Posted 15th June 2017 by Dave Cross
Lawyers the world over are rubbing their hands thanks to a rise in the number of vape-related cases they are handling. Ecig litigation and law drafting specialists are in demand following the boom in vaping. Governments are drafting laws to restrict the technology, companies are fighting each other for intellectual property rights and vapers are seeing accidents as an opportunity to sue.

In Australia, where vaping is as good as banned, a group of shop owners have contracted a legal team to push for a last minute appeal. The Australian Vaping Advocacy, Trade and Research group is pushing South Australia to not enforce the ban on advertising. 

“The government might as well turn to South Australian voters and say: ‘we’re not interested in our revenue, we’re not interested in our coffers, we’re not interested in having money come in’,” said one store owner – adding that he’ll move his business elsewhere if their requests aren’t met.

A representative of the Parliamentary Select Committee on e-cigarettes replied: “In line with the Select Committees’ recommendations, it is proposed that the sale of e-cigarettes through any indirect means, such as online or by telephone, will be prohibited to assist in reducing access to these products by children.”
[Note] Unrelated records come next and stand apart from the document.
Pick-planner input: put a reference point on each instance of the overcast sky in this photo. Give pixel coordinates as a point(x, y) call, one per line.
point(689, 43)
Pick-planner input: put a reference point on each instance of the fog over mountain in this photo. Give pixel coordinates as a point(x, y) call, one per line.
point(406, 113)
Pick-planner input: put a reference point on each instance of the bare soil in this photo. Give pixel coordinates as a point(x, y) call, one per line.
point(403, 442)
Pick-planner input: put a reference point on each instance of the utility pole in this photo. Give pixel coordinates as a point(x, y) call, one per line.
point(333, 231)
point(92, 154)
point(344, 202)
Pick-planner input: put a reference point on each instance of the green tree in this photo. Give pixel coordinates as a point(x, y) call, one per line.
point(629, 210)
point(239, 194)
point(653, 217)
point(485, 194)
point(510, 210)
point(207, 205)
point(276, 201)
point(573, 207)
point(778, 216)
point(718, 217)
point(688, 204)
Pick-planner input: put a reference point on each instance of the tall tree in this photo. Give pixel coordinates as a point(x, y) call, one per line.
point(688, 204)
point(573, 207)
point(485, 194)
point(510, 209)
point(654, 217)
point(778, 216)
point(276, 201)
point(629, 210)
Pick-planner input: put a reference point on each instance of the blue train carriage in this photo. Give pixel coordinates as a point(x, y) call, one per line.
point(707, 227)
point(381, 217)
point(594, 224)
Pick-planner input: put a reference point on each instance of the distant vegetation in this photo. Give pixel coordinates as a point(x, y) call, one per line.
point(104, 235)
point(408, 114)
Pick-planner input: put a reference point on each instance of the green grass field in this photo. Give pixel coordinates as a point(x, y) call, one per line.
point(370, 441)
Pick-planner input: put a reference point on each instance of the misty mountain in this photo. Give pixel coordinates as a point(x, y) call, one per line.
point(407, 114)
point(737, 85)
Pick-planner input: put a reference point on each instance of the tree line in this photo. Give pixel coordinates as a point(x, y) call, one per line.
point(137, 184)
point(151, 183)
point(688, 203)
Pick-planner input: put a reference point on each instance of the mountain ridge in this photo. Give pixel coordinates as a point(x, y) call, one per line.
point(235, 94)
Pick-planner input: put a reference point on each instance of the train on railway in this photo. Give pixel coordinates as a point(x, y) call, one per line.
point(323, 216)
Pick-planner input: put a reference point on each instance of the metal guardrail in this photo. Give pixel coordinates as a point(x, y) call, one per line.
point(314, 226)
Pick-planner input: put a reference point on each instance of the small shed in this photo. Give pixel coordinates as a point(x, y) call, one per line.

Phillip Morris has created a situation to fill lawyers bank accounts thanks to their “illegally importing and selling their new Heat-not-burn reduced risk tobacco product in New Zealand,” according to Doctor Natalie Walker. She applauded the government’s decision to prosecute the tobacco company “because they think they are above the law. Their behaviour is arrogant and disrespectful - and we should be enraged.”

In the States, the National Law Review reports that ecig-related cases are starting to pile up due to a lack of experts. It (correctly) states that “a niche market that was once controlled primarily by small, independent manufacturers has caught the attention of the well-known Big Tobacco players who have started to manufacture their own brands of e-cigarettes over the last few years.”

“Each of the major players in the e-cigarette market (Reynolds, Altria, Fontem, etc.) have spent the last few years buried in patent litigation relating to various component parts of their e-cigarettes. While Fontem and Nu Mark, a subsidiary of Altria, resolved many of their claims in a publicised settlement earlier this year, Reynolds and Fontem remain steeped in litigation, requesting Inter Partes Review over several of their e-cigarette patents.”

Meanwhile, in the UK, criminals have been taking advantage of the change in the law with respect to vaping. Wrexham Council’s Trading Standards team warns that someone has been visiting vendors in he area claiming to be a Trading Standards officer.  The stores received a phone call prior to his visit, stating that he would be removing all samples of their eliquid stock that no longer complied with the 10ml maximum. The Trading Standards team said that worried businesses can contact them on 01978 298997.